Corruption undermines efforts to eradicate poverty, with graft by public officials hampering attempts to raise living standards, Transparency International said.
To form its annual corruption index, the group asked businessmen, academics and public officials about how countries they live in or do business with are perceived.
Turkmenistan, Burma, Haiti, Nigeria, Equatorial Guinea, Ivory Coast and Angola joined Chad and Bangladesh as the most corrupt countries, the report said.
After Iceland, the least corrupt were Finland, New Zealand, Denmark, Singapore, Sweden, Switzerland, Norway, Australia and Austria. The United States was ranked 17th.

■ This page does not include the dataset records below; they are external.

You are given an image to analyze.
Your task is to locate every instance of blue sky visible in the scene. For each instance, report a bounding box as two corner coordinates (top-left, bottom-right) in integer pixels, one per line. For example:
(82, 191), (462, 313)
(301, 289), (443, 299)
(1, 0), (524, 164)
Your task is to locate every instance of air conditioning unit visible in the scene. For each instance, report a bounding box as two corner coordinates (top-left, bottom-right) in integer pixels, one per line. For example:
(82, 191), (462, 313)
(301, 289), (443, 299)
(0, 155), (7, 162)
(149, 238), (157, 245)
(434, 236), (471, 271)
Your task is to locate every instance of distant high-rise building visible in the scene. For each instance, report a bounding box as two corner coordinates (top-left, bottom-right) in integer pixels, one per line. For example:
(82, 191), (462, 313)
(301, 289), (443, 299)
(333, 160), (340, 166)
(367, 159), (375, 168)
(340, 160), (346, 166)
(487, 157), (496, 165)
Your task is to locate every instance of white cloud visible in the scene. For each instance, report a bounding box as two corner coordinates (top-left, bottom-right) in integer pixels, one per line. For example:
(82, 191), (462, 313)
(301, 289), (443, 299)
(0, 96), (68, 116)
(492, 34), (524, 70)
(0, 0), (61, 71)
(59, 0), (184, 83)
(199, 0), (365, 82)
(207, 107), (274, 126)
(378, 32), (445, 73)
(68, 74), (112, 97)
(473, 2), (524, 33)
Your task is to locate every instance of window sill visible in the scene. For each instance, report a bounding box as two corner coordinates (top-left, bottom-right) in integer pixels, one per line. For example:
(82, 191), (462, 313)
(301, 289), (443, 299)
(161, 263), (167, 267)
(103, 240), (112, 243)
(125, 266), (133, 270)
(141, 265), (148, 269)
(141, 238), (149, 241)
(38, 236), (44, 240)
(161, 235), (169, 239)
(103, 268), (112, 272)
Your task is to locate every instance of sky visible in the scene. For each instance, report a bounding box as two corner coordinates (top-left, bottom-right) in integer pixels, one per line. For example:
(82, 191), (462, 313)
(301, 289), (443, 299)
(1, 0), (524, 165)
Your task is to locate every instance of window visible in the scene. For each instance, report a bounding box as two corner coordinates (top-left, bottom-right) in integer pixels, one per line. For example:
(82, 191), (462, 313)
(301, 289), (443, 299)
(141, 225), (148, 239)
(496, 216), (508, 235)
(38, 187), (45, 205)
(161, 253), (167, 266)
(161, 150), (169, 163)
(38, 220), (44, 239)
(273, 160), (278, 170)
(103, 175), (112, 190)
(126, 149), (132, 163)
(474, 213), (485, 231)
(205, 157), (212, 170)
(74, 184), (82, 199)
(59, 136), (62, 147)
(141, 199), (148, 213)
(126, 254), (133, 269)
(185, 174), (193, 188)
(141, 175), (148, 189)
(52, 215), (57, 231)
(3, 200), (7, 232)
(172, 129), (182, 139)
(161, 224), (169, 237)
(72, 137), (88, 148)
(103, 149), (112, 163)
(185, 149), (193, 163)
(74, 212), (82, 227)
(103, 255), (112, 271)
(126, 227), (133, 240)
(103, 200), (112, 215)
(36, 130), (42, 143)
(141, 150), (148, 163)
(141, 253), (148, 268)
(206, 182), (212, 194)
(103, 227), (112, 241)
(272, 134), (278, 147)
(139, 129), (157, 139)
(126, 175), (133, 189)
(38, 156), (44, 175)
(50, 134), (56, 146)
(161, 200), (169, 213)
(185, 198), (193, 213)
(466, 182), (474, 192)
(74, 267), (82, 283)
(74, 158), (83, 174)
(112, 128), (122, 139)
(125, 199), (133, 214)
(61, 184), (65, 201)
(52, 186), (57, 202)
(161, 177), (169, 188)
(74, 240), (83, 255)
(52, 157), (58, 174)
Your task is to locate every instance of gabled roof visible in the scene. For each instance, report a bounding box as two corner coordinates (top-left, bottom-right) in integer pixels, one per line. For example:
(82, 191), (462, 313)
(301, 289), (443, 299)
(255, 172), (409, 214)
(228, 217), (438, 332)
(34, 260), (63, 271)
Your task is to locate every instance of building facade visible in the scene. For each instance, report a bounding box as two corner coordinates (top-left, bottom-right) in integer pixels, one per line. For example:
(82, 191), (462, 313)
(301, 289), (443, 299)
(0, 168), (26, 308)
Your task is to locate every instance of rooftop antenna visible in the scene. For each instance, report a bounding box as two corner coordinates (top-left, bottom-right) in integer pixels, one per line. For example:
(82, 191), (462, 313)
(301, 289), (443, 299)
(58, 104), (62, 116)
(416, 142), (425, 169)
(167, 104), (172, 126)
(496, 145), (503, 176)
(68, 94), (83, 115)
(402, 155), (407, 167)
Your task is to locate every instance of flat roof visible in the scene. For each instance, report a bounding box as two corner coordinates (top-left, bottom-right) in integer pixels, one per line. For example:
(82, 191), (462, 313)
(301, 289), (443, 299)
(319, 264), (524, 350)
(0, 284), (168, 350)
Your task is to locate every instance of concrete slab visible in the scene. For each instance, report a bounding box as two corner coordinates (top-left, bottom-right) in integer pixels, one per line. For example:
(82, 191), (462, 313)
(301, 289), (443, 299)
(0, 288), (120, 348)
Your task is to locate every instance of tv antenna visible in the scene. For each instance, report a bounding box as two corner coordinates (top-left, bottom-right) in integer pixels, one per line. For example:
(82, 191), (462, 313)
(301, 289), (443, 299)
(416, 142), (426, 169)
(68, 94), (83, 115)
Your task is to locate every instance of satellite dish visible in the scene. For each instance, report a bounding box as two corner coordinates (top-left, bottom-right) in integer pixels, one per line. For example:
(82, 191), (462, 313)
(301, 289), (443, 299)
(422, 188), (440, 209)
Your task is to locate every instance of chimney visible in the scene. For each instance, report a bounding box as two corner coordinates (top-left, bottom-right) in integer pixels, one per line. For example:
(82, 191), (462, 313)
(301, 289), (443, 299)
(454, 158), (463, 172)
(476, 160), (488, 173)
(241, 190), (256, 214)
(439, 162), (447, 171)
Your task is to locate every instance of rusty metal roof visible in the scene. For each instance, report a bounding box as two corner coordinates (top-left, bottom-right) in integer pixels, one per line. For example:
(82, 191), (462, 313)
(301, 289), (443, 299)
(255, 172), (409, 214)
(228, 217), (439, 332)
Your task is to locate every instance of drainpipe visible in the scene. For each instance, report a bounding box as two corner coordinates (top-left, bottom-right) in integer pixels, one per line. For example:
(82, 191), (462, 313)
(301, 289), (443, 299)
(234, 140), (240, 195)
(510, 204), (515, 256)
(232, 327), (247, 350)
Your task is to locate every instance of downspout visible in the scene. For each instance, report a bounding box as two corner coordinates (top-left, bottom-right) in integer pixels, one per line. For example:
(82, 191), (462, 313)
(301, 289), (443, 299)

* NALCHIK, Russia -- Security forces sealed off parts of this southern Russian city after shooting erupted during a search for suspected militants. A suspect in last week's attacks here by alleged Islamic extremists was reported killed in a clash with police.
Residents were advised not to leave their homes if possible, and parents were told to bring children home from school. The regional Interior Ministry told people to carry identity documents, submit to searches by officials and obey police commands to stop their cars.
Militants conducted a series of attacks on police and other government buildings in Nalchik on Thursday. According to official data, more than 130 people were killed in the fighting.
* PARIS -- France has suspended the former commander of its peacekeeping force in Ivory Coast over an alleged coverup following the death of a local man detained by French troops serving in the West African nation. Defense Minister Michele Alliot-Marie on Monday suspended Henri Poncet, a four-star general who is now commander of France's southwest military district, a ministry spokeswoman said.
* ALMATY, Kazakhstan -- A leading pro-opposition news Web site has been closed by court order, and others have experienced technical problems in the run-up to a presidential election in the Central Asian state.
The Web site, www.navi.kz, was ordered to close last week in a trademark dispute that it said was orchestrated by the government, weeks after a similar case in which a publisher stopped printing seven pro-opposition newspapers.
President Nursultan Nazarbayev, who has ruled the country since 1989, is seeking another seven-year term in the Dec. 4 vote.
THE MIDDLE EAST
* TEHRAN -- Iran said it had arrested more than 20 people in connection with deadly weekend bombings in the south that the government has blamed on Britain. Saturday's blasts outside a shopping mall in the city of Ahvaz killed six people and wounded 100 and have prompted calls from Iran's hard-line press for Tehran to sever ties with London.
* GAZA CITY -- A shadowy Palestinian militant group said it had abducted two alleged collaborators with Israel and threatened to carry out more kidnappings. The announcement by the Knights of the Storm was latest sign of chaos in the Gaza Strip following Israel's withdrawal in August. The gunmen said they were affiliated with Palestinian leader Mahmoud Abbas's Fatah faction.